Funk, I am very interested in taking Lithium Orotate for its cognitive-enhancing properties and neuroprotection. Can you share some of your experiences and observations while taking it in the long-term?


I found it to be generally mood-dulling at higher doses. This was not really noticeable at 5mg but began to manifest at 10+ mg. Recently I take 1.25mg daily just to cover the nutritional requirement for lithium; I am no longer trying to do anything therapeutic with it. Its effects were subtle even at 10-20mg daily.
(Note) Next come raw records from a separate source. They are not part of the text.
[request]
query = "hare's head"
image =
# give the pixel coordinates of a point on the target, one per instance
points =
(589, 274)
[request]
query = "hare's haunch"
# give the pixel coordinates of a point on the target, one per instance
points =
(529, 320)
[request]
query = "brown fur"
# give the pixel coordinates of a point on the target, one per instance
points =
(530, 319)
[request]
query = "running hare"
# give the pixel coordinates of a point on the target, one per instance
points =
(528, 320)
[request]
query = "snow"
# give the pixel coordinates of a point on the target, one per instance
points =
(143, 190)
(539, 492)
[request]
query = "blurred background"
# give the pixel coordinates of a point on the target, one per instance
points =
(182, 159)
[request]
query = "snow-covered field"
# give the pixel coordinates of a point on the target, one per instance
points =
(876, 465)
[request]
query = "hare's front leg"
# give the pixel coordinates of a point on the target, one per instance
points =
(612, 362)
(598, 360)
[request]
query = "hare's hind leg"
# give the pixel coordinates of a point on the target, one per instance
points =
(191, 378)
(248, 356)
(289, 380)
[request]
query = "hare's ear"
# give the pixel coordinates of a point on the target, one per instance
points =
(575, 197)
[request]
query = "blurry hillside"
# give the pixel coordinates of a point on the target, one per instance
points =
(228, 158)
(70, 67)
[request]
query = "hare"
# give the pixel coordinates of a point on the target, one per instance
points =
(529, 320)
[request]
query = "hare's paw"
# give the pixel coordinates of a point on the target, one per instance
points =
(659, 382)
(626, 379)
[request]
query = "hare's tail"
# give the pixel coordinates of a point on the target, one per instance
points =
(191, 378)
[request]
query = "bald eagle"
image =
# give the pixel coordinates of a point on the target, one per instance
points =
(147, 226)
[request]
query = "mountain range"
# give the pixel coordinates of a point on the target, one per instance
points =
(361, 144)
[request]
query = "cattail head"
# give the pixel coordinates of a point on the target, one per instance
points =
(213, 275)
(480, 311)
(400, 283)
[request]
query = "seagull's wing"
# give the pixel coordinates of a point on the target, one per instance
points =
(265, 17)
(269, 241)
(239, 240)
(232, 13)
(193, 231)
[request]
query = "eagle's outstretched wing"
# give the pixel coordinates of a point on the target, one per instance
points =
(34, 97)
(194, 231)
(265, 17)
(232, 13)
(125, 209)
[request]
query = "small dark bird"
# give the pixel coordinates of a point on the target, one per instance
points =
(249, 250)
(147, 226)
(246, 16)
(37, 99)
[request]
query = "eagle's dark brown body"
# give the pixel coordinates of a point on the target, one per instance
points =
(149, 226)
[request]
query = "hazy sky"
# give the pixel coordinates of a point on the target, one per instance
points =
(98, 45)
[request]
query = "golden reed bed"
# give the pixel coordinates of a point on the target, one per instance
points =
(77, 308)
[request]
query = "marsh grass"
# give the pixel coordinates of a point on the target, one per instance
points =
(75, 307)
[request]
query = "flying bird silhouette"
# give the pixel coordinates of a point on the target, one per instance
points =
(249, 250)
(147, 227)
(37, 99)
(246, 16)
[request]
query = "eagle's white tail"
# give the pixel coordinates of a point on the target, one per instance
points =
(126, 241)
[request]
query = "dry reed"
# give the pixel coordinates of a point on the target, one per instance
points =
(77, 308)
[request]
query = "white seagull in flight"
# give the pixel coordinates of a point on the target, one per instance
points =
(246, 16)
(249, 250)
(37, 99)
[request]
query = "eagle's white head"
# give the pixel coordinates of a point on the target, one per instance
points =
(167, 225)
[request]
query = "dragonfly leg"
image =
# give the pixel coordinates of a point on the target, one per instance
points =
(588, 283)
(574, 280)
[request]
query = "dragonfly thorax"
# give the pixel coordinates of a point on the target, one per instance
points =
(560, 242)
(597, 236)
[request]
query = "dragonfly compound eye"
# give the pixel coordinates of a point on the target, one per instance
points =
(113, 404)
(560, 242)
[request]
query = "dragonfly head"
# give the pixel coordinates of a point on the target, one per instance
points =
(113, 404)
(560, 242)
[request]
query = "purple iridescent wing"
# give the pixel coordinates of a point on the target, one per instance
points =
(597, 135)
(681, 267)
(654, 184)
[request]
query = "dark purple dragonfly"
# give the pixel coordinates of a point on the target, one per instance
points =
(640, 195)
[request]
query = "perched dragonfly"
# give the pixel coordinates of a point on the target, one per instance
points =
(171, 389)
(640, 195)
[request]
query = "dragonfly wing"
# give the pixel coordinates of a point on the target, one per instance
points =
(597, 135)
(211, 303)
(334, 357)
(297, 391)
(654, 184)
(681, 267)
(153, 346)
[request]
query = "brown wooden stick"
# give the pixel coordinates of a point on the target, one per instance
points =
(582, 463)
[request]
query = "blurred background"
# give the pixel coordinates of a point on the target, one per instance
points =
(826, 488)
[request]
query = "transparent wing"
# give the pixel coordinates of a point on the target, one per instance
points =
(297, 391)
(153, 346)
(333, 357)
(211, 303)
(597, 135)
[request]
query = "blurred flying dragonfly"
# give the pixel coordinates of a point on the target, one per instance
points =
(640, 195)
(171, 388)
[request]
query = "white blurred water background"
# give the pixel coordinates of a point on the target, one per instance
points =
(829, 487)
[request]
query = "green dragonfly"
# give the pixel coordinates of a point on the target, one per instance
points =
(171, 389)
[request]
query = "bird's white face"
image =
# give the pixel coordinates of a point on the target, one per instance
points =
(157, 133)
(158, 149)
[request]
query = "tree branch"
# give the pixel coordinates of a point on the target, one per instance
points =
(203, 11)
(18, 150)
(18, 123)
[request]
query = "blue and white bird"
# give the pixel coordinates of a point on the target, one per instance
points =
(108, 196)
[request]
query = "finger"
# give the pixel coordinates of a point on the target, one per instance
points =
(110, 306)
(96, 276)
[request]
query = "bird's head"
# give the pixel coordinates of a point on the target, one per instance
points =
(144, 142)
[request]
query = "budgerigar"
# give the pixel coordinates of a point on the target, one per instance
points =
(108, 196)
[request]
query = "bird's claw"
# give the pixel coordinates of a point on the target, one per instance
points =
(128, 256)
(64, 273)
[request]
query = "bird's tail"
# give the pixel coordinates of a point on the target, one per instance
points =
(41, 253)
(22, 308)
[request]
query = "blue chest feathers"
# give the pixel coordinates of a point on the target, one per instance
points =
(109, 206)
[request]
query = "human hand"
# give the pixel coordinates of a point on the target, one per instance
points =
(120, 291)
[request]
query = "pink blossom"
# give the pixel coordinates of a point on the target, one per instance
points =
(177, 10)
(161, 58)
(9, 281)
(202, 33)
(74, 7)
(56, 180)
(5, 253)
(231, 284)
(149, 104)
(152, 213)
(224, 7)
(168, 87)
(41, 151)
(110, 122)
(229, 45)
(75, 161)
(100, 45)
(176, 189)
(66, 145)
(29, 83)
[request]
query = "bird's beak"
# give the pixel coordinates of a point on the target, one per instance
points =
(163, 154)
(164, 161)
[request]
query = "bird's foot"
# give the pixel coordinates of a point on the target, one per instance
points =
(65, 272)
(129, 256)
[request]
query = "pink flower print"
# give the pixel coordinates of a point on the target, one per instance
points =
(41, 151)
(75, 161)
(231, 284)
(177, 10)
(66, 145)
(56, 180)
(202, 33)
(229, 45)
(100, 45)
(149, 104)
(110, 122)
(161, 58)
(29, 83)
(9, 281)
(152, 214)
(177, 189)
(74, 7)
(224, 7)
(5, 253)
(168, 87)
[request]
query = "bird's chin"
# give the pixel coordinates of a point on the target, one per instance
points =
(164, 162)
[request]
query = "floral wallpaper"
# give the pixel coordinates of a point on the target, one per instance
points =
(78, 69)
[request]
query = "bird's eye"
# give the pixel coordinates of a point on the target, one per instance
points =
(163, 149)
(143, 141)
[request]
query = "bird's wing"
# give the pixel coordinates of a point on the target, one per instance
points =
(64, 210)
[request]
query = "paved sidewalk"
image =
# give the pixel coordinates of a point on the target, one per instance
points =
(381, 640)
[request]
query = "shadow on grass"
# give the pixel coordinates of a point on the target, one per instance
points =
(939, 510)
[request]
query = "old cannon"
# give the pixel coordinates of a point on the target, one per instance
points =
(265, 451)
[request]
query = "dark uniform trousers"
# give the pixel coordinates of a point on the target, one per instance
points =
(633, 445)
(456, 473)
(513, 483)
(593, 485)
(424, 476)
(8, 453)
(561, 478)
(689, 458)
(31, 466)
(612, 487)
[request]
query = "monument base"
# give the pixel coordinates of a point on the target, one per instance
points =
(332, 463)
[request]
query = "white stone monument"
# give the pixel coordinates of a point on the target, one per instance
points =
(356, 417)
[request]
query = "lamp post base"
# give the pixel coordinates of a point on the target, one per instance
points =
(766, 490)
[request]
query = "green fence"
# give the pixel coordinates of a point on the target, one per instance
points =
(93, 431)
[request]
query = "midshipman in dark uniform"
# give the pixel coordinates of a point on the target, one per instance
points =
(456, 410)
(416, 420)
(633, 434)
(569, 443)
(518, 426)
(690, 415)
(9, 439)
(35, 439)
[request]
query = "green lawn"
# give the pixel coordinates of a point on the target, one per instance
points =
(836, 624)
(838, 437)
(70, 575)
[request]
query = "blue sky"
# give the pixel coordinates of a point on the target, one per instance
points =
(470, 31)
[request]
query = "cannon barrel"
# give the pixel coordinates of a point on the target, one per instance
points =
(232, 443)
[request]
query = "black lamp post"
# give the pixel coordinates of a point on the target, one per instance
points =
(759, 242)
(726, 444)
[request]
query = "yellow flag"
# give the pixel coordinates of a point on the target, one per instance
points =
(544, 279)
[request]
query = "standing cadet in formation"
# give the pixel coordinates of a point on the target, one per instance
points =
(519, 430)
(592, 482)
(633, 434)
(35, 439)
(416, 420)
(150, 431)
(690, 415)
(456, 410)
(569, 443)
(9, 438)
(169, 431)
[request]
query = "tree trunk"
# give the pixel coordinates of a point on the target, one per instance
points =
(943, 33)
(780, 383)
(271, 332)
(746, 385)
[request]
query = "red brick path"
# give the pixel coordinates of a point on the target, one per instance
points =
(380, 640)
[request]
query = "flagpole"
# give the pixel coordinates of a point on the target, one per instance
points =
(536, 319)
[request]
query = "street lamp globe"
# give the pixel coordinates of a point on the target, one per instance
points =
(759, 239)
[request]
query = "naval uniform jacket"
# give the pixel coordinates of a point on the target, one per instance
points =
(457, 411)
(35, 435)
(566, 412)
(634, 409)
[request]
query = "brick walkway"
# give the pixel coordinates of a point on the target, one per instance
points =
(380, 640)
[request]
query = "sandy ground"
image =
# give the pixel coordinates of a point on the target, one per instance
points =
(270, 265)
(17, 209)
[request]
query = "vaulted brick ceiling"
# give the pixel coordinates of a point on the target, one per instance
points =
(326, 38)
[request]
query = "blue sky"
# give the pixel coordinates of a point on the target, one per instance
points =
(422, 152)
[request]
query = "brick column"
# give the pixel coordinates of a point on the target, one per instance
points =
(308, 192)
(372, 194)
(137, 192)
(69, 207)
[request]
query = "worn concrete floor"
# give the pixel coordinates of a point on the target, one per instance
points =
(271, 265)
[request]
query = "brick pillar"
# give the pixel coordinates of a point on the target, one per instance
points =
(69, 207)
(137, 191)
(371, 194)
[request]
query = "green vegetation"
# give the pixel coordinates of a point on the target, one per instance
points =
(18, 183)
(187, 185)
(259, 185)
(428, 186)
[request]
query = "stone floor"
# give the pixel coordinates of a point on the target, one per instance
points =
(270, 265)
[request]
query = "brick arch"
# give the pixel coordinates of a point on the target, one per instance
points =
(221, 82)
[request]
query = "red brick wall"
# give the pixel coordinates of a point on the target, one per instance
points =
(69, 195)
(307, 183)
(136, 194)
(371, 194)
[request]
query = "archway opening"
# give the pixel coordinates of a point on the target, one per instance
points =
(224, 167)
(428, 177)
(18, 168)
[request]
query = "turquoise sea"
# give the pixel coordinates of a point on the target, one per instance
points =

I'm sorry if this has been asked before, but why did you drop N-acetyl-cysteine? Do you think it doesn't benefit you enough or does it have some nasty side-effects?


I blamed it for a stomach problem which, in retrospect, it may have had little to do with. I try to keep my regimen is simple as possible these days so I've been leaving it out for now.

Curious about this and also ashwagandha dropping from your regimen. Precisely the two supplements I've considered cutting from my own regimen.


Both bacopa and ashwagandha affect thyroid hormones, which is not ideal for me since I am constantly adjusting and readjusting my thyroid hormone replacement dose and don't want confounding variables. Both herbs have so many different effects, some of which are poorly characterized.

I have a pretty complex regimen already and take several medications concurrently. The more of these pharmacologically promiscuous supplements I can eliminate, the better handle I have on the whole regimen as far as what is happening in my body.